The eurozone consumer inflation index for December is expected to have risen 2.4% in December on an annual basis, speeding up from 2.2% in November.
However, data released from Spain and Germany showed faster-than-expected pickups in inflation, while France surprised to the downside.
Investors are currently looking for the ECB to ease interest rates by around 100 basis points in the first half of 2025, and any signs that inflation is easing further would give the ECB scope to loosen policy more, weighing on the single currency.

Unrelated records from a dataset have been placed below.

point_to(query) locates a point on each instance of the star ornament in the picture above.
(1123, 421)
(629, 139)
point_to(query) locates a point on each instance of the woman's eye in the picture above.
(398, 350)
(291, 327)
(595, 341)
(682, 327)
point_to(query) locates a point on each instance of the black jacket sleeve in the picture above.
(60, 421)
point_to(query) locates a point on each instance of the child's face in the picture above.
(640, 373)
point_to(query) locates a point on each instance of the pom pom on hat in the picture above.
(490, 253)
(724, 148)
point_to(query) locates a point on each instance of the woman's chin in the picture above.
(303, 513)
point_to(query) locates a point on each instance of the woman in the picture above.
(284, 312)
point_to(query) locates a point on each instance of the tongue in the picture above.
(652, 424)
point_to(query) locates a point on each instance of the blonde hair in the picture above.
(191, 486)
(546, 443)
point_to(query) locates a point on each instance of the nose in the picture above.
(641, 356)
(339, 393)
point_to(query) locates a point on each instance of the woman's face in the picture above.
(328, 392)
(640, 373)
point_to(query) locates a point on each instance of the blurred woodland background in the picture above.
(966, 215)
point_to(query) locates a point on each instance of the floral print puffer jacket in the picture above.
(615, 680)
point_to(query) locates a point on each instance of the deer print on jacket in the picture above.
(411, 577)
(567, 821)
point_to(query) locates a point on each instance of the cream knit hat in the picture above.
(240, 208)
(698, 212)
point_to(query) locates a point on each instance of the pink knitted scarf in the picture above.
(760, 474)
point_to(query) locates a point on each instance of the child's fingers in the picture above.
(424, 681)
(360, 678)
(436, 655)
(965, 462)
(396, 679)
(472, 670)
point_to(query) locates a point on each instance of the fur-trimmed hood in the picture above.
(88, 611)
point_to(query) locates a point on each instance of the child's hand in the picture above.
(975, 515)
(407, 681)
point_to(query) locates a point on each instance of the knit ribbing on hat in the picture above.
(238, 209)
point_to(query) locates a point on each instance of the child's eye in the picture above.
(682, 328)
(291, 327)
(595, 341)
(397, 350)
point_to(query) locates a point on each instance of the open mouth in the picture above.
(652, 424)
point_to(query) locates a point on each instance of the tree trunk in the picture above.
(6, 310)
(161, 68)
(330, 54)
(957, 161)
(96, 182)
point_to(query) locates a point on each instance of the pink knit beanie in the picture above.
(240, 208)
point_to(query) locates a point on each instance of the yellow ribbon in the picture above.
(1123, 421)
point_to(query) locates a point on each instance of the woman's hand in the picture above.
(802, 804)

GBP/USD traded 0.4% higher to 1.2569, following sharp gains overnight, despite data showing British house prices dropped unexpectedly last month for the first time since March.
Mortgage lender Halifax said house prices fell 0.2% in December after a 1.2% rise in November, and were 3.3% higher on the year - lower than the 4.2% expected.
The Bank of England held interest rates unchanged last month after consumer prices rose above target, and is expected to proceed cautiously with further rate cuts this year.
Yuan remains weak
In Asia, USD/CNY rose 0.1% to 7.3325, with the Chinese currency continuing to underperform, hitting its weakest level in 17 years on Monday.
While the currency did recover some ground, it remained fragile, with new US. restrictions against Chinese companies adding more pressure on the currency.
USD/JPY slipped slightly to 157.56, after earlier hitting its highest level in nearly six months.